インターモーダルとITS(No.22)
情報利用者とプライバシー


○羽藤 感知器は集計されたデータで、その場合プライバシーとかは別に問題ないんですが、やはり鉄道側も道路の側も個人の位置のデータが欲しい。そのときに、位置のデータというのはやはりプライバシーなんです。個人情報がわかりますから。だから価値を持つし、ビジネスのチャンスもある。
 うちの研究室で3年ぐらい前に、PHSを使って関西地区で位置特定の実験をやったんです。被験者10人にPHS持たせてやると、リアルタイムでAさんっていうヒトが、例えばですけど、彼女と一緒にホテルに入って、加茂川に出て、2時間ぐらいずっと外にいたというのがわかるんですよね。これはもう完全にプライバシーの侵害です。

○赤羽委員長 でも知っているんでしょう、本人は。

○羽藤 このケースでは契約が成り立っています。ここが重要な点で、例えば、ビデオリサーチが何の番組を見たか全部調査しています。あれは 500人とかまとめて視聴率を測って、それはマーケティングの情報として価値を持っている。そこには何らかの契約関係が成り立っているので、それさえあれば、例えば詳細なレベルの人の行動をとって、それを何サンプルか集めて売るというビジネスはあるかもしれない。その場合は、個人情報の開示に対して、謝礼が支払われるっていう契約しているから問題ないということですね。
 もう一つあり得る契約の形態は、これは数年前、ある学会のときに赤羽委員長が僕に聞かれたことなんですけど、例えば、僕がこの情報をオープンにすることで、逆に交通情報が無料で得られる、エリア情報が得られる、そういうメリットがある。そのかわり僕の位置情報は使ってくれと。それは契約じゃないんだけど、そういうバーター取引が成立している。例えばインターネットのネットスケープとかエクスプローラーで、クッキーのオン・オフを自分でやれますよね。でも、みんな気にしていない。そんな設定する人はするけど、知らない人もいるというレベルです。
 いろいろなサイトを回っていると、クッキーをオフにしていると入れないサイトがあります。それでみんな慌てて外す。位置データに関しても同じようなことはあるだろう。そういう仕組みがどんどん出てくると、位置データはどんどんストックされるし、それがちゃんと隠蔽化されて、操作できない形で公開されれば、それをもとにして新たなビジネスができるという仕組みは多分あり得るのかな。だから、できる可能性はあるんじゃないかと思います。
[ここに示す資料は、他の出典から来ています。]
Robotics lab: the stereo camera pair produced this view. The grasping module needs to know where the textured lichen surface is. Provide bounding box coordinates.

○赤羽委員長 要は、個々のユーザーが自分のプライバシー情報がどう扱われているかを知っていて、かつその扱われ方を選択できるということなんですよ。

○羽藤 そこが不透明だとだめなんです。逆に,はっきりしていれば、何の問題もない。勝手に交通情報を流して、交通渋滞を引き起こすとまずいとかいう議論がよくあります。だけど、株価なんかの場合は、風説の流布とかで、はっきりインサイダーを罰するというような仕組みがある。きちんと法整備して、そういうことをやったら罰せられますよというガイドラインを示して、そうしたら後は、自己責任でやればいいんです。それは法律だけの問題で、きちんとガイドラインやっておけば、罰すればいいんだから全然問題ないと僕は思います。
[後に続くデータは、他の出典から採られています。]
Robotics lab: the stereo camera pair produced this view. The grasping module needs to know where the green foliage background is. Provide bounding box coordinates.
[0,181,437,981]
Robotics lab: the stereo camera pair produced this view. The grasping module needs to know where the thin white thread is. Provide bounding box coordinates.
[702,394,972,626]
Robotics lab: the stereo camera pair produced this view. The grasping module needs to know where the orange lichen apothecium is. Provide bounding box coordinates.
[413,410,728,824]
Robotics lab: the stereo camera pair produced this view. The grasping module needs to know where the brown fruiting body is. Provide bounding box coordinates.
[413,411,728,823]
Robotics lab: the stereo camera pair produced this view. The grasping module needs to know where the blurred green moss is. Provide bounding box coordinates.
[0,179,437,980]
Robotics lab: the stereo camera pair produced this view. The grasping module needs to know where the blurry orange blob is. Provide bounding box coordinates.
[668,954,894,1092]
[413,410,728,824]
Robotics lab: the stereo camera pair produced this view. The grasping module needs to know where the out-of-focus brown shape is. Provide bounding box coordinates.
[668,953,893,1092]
○赤羽委員長 例えば、交通予測情報を提供するプロバイダが民間に幾つかあれば、そこから3つとか5つ引っ張ってきて、とんでもないものははじいて意見の合ったものだけ自分のルートガイダンスに使うとか、そういうサービスも出てくるかもしれない。独占とか寡占は、その意味でよくないですよね。暮らしの手帖とか国民生活センターとかで、商品テストをやっているでしょう。あれとおなじ仕組みで、どのプロバイダがどのくらいの精度かを事後的に検証して公開されて行くと思いますよ。あるいは債権の格付機関みたいに、このプロバイダの情報は投機的だとか評価される。つまり、すごく早いルートがときどき提供されるけど、そうでもないときがかなりあるとか。(笑)

○中村 ハイリスク・ハイ何とかですね。

○赤羽委員長 そうそう。

○羽藤 交通情報そのものは、既存の交通情報プロバイダの苦戦を見ていてもわかるように、今は、なかなか難しいですよね、今のところは。

○赤羽委員長 確かに難しい。単独ではね。私の最近の表現だと、交通情報というのはオリーブオイルみたいなものだと。それを1リットル缶で買ってぐびぐび飲む人はいない。でも、美味しいイタリア料理をつくろうと思ったら欠かせない。

○羽藤 きれいにまとまりましたね。(笑)

○赤羽委員長 何でも例えが食べ物になってしまうのが私の品が悪いところです。

○羽藤 オリーブオイルは万能ですもんね。「この料理だけ」じゃない。なるほど。

○赤羽委員長 その意味でもインターネットって、いろいろなアクティビティと交通情報をくっつける場としても価値があると思うんです。
 最近のいろいろな分野の動向を見ると、まさにいろいろな条件が揃いつつあるタイミングだと思うんですよ。